Using Computer Vision to Detect Personal Protective Equipment
This is a guest post by data scientist Jaco Lau; this has been lightly edited by the Roboflow team.
Having worked in construction, I constantly found myself reminding subcontractors to wear the proper Personal Protective Equipment (PPE). Wearing the proper PPE can save lives; from 2018 to 2019, construction injuries rose 61%, with over 5,000 workers dying on the job. In addition, 65,000 are injured around the workplace. Despite the importance of PPE, not wearing proper PPE is a common safety infraction on construction sites. As a result, I built an application that uses computer vision to detect Personal Protective Equipment (PPE).
So… what is computer vision? Computer vision is an area of AI that trains computers to interpret and understand the visual world using digital images and videos, kind of like how you and I as humans understand the visual world. The goal with this project is to teach a computer to detect PPE in the same way that I would when I worked in construction -- but the computer will ideally be more efficient than I would be. This is called object detection, where a computer is capable of identifying one or more objects of interest in an image. In this case, the goal was for the computer to identify:
- safety violations (when PPE was worn improperly or not at all)
- and non-safety violations (when PPE was worn properly).
Working Towards the Solution
To begin, I pulled images of construction workers on site. I originally attempted to automate this by scraping images, but found that a lot of images were of cartoons or were otherwise improper for my use case, so I manually gathered these. After compiling the images, I used Roboflow to annotate the images.
Originally, the data showed imbalanced classes. Roughly 80% of images contained no safety violation and about 17% of images contained a safety violation. The remaining images included at least one safety violation and at least one "proper PPE" object. When iterating on my model, I gathered more images containing safety violations added them to my data.
For the purpose and function of my safety violation model, I optimized for the proportion of actual positives that were identified correctly, also known as recall or sensitivity. This is because I would prefer to capture every safety violation and have some false positives, rather than optimize for accuracy, which would lead to a large number of false negatives.
How Roboflow’s Simplicity Saved the Day (or Days) of Preprocessing
Originally, when I set out to build this application, I had very little experience with computer vision, other than using the handwritten digits dataset for practice. After a lot of research on how to preprocess my image data, I came across Roboflow. Roboflow streamlines the whole process of computer vision from image preprocessing and image augmentation to training models.
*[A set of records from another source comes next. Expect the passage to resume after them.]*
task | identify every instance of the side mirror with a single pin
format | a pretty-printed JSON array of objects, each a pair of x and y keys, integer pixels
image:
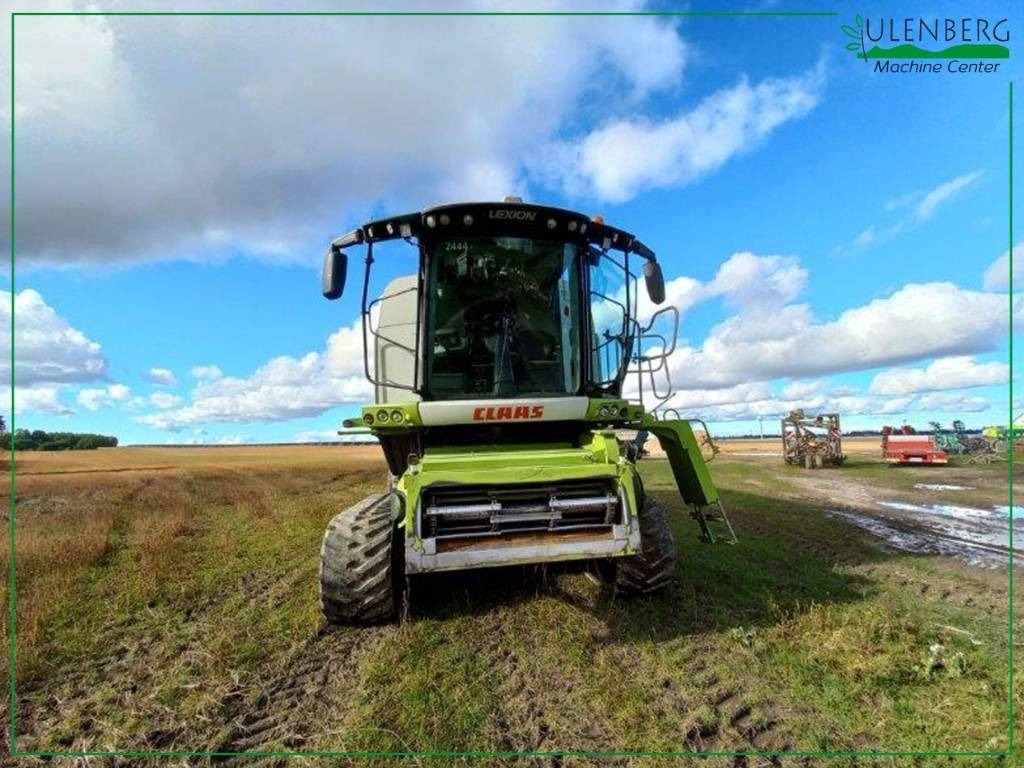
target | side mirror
[
  {"x": 335, "y": 270},
  {"x": 655, "y": 282}
]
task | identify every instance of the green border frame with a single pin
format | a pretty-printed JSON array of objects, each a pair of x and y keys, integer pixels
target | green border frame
[{"x": 168, "y": 754}]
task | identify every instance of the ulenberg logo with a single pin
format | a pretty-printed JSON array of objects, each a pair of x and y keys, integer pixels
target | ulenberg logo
[{"x": 887, "y": 39}]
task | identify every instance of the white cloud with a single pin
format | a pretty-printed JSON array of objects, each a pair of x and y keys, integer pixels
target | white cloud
[
  {"x": 926, "y": 204},
  {"x": 947, "y": 373},
  {"x": 996, "y": 278},
  {"x": 763, "y": 344},
  {"x": 206, "y": 372},
  {"x": 796, "y": 390},
  {"x": 625, "y": 157},
  {"x": 129, "y": 126},
  {"x": 93, "y": 398},
  {"x": 47, "y": 348},
  {"x": 164, "y": 399},
  {"x": 283, "y": 388},
  {"x": 750, "y": 282},
  {"x": 44, "y": 398},
  {"x": 927, "y": 208},
  {"x": 163, "y": 377}
]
Roboflow allows for rapid image preprocessing for object detection models by giving users the ability to annotate images, then choose how to preprocess and augment the images. One preprocessing technique I used was to reshape the images so that they are of uniform size. The default resize dimensions, 416x416, compressed the images for faster training and inference.
Upon the completion of image preprocessing, Roboflow allows you to download your image data in various file formats, including PASCAL VOC XML, COCO JSON, Tensorflow TFRecord, and more. These formats are specific to the type of model you build. The computer vision models from which you can choose range from the MobileNet model to the new cutting-edge CLIP model.
Roboflow also provides -- for free! -- notebooks to create your models, making it as simple as changing a couple of lines of code to use your data. Because of its simplicity, I used Roboflow’s notebooks to fit object detection models to my data to see how my model stacked up against the standard pre-trained MobileNet model.
Deploying the Model as an Application
The final step of my project consisted of integrating my model into my Streamlit application for deployment. By simply adding in the ability to resize images when uploaded to the application, I was able to use the user-friendly Streamlit API to set up an application that detected hard hat safety violations and created the necessary forms for each violation.
Between using Roboflow for my image upload, annotation, organizing, and training and using Streamlit for deploying, the process was made significantly faster and easier than writing all of the code from scratch. You can find the images and the code I did write to build the models here and the Streamlit application here.